映像と言えばこの20〜30年来、主にテレビがHDTVやデジタル化の過程で、かつての横:縦=4:3から16:9の横長サイズへとひたすらシフトしてきた流れがあったが、投稿映像も今やPCより縦長画面のスマホによるものが主流となり、今後ますますスマホネイティブ世代が多数派になっていく中で、どうやらこの流れは少なくともモバイルに関する限り逆転しそうな状況になっている。LINEのCEOを退任した森川亮が2015年春に創業した「C Channel」は当初からスマホネイティブ向けのタテ型フォーマットで動画市場に参入している。その森川は先月21日付の『DIGIDAY』(日本版)のインタビューに応えて、今やスマホネイティブにとってはタテ型動画のほうが普通なのだとする、以下のような見解を述べている。
《「この前もSnapchatの人と話したが、横よりタテの方が効果的だ。タテはスクリーンを覆う。みんな横の動画もスマホをタテのままで見ている」。
近年はタテ型フォーマットを活かした動画クリエイティブが若年層に浸透している。Snapchatは米国のその先駆けだ。若年層が横型(16:9規格)を視聴する際もスマホを横に倒さない傾向があることが指摘されている》
C Channelが中国などアジアで展開している動画ビジネスのメインターゲットはスマホネイティブの若年層であり、《ネイティブアドやインフルエンサーマーケティングを動画と組み合わせて、分散型メディアを展開していきたい》と森川は語る。

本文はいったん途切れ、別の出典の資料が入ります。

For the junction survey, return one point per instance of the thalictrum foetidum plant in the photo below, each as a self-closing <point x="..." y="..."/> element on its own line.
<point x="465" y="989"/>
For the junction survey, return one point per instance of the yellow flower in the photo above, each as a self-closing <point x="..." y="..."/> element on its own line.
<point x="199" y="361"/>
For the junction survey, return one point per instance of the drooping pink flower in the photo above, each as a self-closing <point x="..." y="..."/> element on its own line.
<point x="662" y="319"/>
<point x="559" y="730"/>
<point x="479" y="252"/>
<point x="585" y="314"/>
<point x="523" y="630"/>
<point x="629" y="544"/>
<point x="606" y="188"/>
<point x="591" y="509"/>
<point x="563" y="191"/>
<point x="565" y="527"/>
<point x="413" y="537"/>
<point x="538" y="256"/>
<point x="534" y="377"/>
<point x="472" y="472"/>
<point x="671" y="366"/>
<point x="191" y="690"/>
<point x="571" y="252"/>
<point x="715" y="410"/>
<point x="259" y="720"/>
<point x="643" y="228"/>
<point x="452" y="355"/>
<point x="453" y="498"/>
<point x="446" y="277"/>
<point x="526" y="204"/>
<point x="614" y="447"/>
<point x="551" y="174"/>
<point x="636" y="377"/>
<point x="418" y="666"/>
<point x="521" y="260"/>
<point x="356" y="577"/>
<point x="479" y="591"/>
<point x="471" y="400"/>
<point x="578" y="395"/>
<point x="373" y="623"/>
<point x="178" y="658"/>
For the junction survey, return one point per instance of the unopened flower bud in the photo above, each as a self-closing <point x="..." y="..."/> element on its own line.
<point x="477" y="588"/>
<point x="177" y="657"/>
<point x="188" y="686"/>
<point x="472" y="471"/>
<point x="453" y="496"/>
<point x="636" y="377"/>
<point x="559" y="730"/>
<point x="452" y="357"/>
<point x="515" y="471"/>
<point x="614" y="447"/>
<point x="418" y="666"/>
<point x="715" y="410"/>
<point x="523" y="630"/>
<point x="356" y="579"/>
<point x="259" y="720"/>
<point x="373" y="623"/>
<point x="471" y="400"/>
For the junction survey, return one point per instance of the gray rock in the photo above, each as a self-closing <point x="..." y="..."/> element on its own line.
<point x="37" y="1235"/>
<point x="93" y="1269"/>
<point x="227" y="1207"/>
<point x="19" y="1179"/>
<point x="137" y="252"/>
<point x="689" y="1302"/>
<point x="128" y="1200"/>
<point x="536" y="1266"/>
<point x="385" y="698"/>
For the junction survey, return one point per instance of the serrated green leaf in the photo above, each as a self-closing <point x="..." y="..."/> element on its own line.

http://digiday.jp/publishers/influencer-video-commerce-mix-chanel/
メディアのソーシャルシフトがタテ型動画への移行をも伴いつつ進んでいくのだろう。既報の通り小学館が運営する『News Magvi』がタテ型画面を採用したのは理にかなった判断だといえる。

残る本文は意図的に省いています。